Been dealt with before but....
1. forecast on what an economy would look like without a growing money supply, as food-for-thought to those that can not see past the current inflated-fiat system.
2. value of risk reward via 'profit sharing' when investing / writing business loans versus risk reward via 'interest'
3. validity of Michael Hudson's historical justification for Jubilee / loan forgiveness to the small cap players. Hudson's idea has legs, I simply would like to hear a second opinion on it. At a micro level, many say humans should not be judged by their worst offence, but by how high they bounce back from their worst offence. Can such forgiveness at a personal level apply to an entire level of society?
4. How can money be useful for helping society choose wiser goals...

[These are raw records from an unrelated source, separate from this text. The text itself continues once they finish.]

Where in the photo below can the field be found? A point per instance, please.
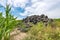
(40, 32)
(10, 29)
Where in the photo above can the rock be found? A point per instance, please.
(37, 18)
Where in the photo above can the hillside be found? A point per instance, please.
(39, 31)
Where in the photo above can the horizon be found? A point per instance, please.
(24, 8)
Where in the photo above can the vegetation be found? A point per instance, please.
(37, 31)
(7, 24)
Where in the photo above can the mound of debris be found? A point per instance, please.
(37, 18)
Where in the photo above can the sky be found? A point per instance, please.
(24, 8)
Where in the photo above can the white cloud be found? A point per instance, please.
(38, 7)
(42, 7)
(17, 3)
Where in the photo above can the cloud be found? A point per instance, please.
(43, 7)
(36, 7)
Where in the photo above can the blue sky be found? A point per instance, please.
(24, 8)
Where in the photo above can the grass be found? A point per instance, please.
(7, 24)
(40, 32)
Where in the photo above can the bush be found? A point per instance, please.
(39, 32)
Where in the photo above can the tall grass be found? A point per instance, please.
(41, 32)
(7, 24)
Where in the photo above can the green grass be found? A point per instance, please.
(41, 32)
(7, 24)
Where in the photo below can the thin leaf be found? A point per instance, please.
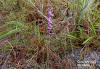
(87, 40)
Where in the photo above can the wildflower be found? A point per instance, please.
(50, 20)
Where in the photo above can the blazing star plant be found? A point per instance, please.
(50, 20)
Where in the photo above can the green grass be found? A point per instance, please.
(75, 25)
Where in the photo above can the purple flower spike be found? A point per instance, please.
(50, 20)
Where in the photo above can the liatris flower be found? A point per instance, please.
(50, 20)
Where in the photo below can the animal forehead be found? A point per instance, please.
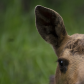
(76, 44)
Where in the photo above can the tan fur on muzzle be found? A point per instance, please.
(69, 49)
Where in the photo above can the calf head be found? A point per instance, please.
(69, 49)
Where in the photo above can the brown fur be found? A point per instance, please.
(69, 49)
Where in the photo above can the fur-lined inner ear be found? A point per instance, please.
(50, 25)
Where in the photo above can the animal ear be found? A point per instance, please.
(50, 25)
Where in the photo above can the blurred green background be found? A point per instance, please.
(25, 58)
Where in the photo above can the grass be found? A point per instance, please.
(25, 58)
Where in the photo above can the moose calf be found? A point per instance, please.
(69, 49)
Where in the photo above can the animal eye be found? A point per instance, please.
(63, 63)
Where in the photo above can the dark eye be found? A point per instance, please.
(63, 64)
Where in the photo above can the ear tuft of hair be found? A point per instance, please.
(50, 25)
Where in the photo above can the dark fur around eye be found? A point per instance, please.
(63, 64)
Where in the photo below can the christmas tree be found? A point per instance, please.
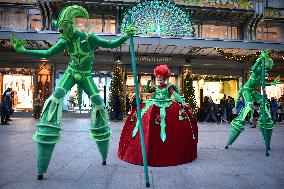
(117, 104)
(189, 90)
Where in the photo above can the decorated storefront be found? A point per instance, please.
(21, 81)
(102, 80)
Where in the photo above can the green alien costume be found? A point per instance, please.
(80, 46)
(251, 95)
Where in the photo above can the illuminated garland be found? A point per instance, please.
(244, 58)
(4, 42)
(239, 58)
(159, 18)
(116, 89)
(189, 93)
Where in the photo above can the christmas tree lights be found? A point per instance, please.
(159, 18)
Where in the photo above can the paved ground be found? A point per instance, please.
(76, 161)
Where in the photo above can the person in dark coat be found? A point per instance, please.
(5, 107)
(211, 111)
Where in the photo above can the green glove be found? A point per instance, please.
(18, 44)
(276, 80)
(129, 30)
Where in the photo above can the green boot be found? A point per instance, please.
(100, 132)
(237, 126)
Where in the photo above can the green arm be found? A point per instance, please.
(147, 86)
(96, 41)
(177, 95)
(57, 48)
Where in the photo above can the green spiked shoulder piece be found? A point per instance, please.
(69, 13)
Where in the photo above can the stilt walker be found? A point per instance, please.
(251, 95)
(137, 94)
(80, 46)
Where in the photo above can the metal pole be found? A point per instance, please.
(263, 107)
(146, 176)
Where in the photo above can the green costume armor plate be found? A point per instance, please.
(250, 94)
(80, 46)
(162, 99)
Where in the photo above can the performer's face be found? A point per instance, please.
(66, 31)
(269, 63)
(161, 80)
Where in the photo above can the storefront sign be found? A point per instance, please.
(232, 4)
(273, 13)
(153, 59)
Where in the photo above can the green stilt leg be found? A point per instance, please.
(137, 94)
(100, 132)
(263, 116)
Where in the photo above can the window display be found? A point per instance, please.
(275, 91)
(71, 98)
(23, 88)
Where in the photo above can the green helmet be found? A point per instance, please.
(69, 13)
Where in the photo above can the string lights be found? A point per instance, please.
(116, 90)
(159, 18)
(238, 58)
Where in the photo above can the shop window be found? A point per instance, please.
(14, 20)
(267, 33)
(219, 31)
(234, 33)
(196, 27)
(34, 19)
(109, 26)
(23, 89)
(89, 25)
(275, 91)
(96, 25)
(172, 80)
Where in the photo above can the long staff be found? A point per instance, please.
(146, 175)
(263, 107)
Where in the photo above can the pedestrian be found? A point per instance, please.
(255, 115)
(5, 108)
(240, 105)
(273, 109)
(280, 110)
(231, 105)
(211, 111)
(224, 107)
(37, 106)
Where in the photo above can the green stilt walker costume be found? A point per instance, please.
(251, 95)
(80, 46)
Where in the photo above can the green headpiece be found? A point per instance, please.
(69, 13)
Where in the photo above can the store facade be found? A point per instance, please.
(215, 74)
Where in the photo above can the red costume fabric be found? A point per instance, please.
(179, 147)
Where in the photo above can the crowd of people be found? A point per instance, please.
(6, 107)
(226, 111)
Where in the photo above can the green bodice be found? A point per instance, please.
(164, 93)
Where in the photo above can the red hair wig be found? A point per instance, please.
(162, 71)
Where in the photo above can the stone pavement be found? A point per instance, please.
(76, 161)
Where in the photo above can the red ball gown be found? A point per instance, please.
(171, 133)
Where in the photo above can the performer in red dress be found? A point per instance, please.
(170, 131)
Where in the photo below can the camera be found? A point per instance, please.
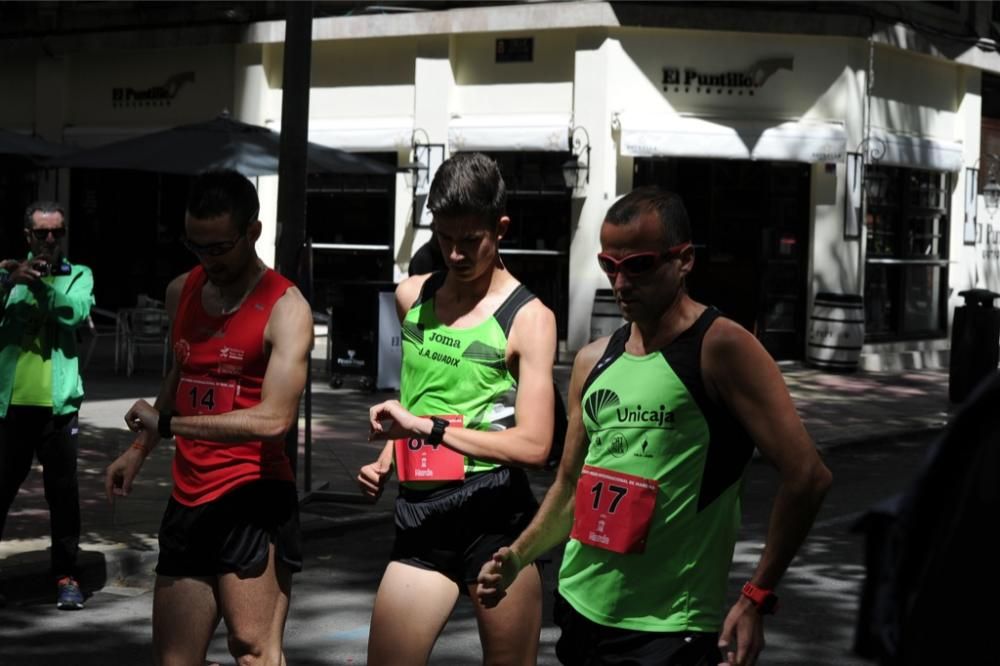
(46, 269)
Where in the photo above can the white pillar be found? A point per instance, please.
(592, 109)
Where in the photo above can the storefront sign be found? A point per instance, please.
(690, 80)
(161, 95)
(515, 49)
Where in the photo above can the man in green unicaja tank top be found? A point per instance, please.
(476, 406)
(664, 415)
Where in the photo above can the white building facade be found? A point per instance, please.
(765, 132)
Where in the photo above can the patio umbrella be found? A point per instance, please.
(221, 143)
(24, 145)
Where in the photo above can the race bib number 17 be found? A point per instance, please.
(613, 510)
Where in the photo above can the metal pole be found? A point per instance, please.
(292, 163)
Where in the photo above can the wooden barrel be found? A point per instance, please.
(836, 331)
(605, 318)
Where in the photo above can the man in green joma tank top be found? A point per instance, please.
(664, 416)
(476, 406)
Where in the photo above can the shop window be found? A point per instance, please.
(350, 221)
(536, 247)
(906, 268)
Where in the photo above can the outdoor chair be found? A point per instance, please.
(145, 327)
(101, 324)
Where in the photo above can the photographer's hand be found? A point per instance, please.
(25, 273)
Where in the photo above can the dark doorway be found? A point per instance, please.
(18, 186)
(350, 221)
(750, 223)
(536, 246)
(127, 226)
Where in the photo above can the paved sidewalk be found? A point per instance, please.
(119, 541)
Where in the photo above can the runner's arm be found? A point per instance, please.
(373, 476)
(554, 521)
(122, 472)
(748, 381)
(527, 444)
(743, 376)
(289, 332)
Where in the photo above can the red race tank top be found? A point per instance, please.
(222, 362)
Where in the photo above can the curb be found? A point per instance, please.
(29, 581)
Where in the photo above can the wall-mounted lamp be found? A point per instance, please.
(863, 183)
(576, 170)
(991, 191)
(415, 172)
(419, 174)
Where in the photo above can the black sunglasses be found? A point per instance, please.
(42, 234)
(211, 249)
(639, 263)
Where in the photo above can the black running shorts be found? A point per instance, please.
(232, 534)
(455, 529)
(586, 643)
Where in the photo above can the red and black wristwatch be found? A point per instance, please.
(766, 601)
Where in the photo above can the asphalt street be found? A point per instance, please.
(332, 598)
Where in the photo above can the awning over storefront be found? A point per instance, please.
(363, 135)
(649, 135)
(514, 132)
(916, 152)
(91, 137)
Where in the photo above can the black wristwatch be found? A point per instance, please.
(437, 432)
(765, 600)
(163, 425)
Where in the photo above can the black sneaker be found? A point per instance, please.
(70, 597)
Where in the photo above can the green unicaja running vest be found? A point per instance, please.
(459, 370)
(649, 416)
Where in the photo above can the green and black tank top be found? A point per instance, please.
(459, 370)
(650, 416)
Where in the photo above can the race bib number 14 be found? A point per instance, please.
(197, 396)
(613, 510)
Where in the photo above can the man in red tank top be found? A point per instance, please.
(229, 540)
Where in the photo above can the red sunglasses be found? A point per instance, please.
(639, 263)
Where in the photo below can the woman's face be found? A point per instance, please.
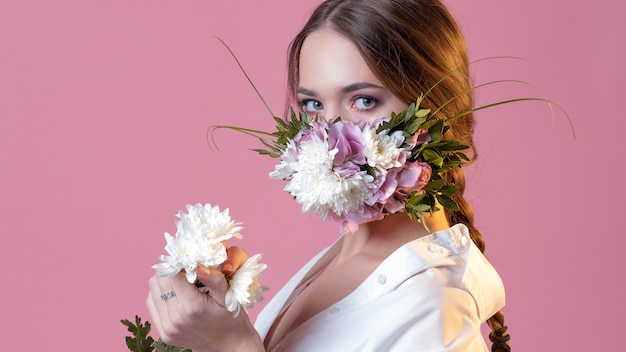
(335, 81)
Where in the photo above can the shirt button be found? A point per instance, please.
(433, 248)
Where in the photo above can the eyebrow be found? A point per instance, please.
(347, 89)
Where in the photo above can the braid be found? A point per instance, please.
(498, 335)
(410, 45)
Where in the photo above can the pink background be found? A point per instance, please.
(104, 107)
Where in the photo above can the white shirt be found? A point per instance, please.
(431, 294)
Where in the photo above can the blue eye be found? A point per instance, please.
(364, 103)
(311, 105)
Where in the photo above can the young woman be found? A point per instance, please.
(390, 285)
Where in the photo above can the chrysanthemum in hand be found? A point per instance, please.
(200, 240)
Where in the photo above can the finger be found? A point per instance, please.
(215, 284)
(236, 257)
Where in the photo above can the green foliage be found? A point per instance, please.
(163, 347)
(141, 341)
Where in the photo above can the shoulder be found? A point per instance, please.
(453, 268)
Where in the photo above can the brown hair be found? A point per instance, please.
(410, 45)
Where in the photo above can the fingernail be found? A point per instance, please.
(227, 268)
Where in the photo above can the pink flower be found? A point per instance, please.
(348, 139)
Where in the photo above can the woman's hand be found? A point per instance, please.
(186, 316)
(236, 258)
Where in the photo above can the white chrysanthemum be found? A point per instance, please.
(208, 222)
(284, 170)
(322, 191)
(187, 252)
(198, 241)
(382, 150)
(245, 289)
(314, 154)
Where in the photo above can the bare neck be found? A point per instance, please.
(380, 238)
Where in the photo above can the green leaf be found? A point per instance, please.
(448, 190)
(447, 202)
(422, 113)
(434, 184)
(141, 340)
(163, 347)
(410, 113)
(432, 157)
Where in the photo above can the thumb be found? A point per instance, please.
(215, 283)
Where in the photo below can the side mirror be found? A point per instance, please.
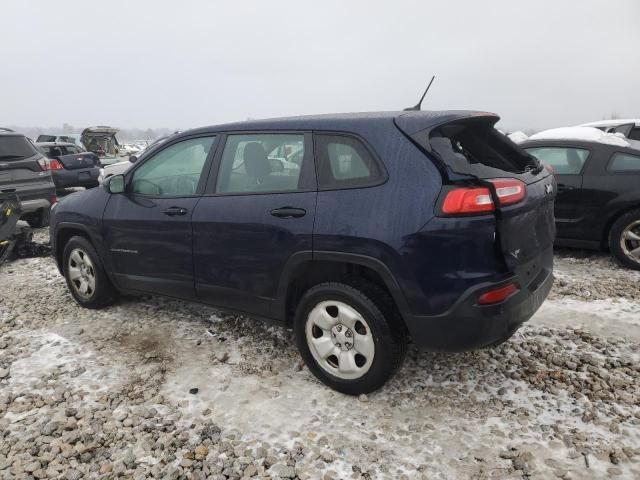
(116, 184)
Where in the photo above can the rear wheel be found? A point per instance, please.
(346, 340)
(85, 275)
(624, 239)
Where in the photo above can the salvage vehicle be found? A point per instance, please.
(598, 202)
(9, 215)
(25, 172)
(66, 138)
(103, 142)
(121, 167)
(70, 165)
(629, 127)
(429, 226)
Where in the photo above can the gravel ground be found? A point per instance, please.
(157, 388)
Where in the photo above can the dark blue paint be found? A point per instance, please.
(230, 251)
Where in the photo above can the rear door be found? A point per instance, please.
(470, 151)
(257, 214)
(147, 229)
(569, 163)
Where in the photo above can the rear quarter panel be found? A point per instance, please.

Paul Watson -of Sea Shepard- calls the current financial system 'economics of extinction'. The current system is not working well for many species: we can call that simply human-induced evolution and walk away. I understand how living systems inevitably trend in repeated trends and cycles. I understand how (seemingly inevitably) 99% of all species have gone extinct. And I understand how money based on energy incentivizes energy efficiency. But is there a way to change money and/or the current economic system to better prioritize goals of :
a. courage to tolerate differences
b. wisdom (to predict the future more accurately)
c. learning not earning
d. mastery not salary
e. relief from command (as demotion not exclusion) for those deemed by 360 judgment to be out of step with larger goals of the group.
I am not sure at 8+ billion population, that largely libertarian principals are viable, but I am open to be proven wrong.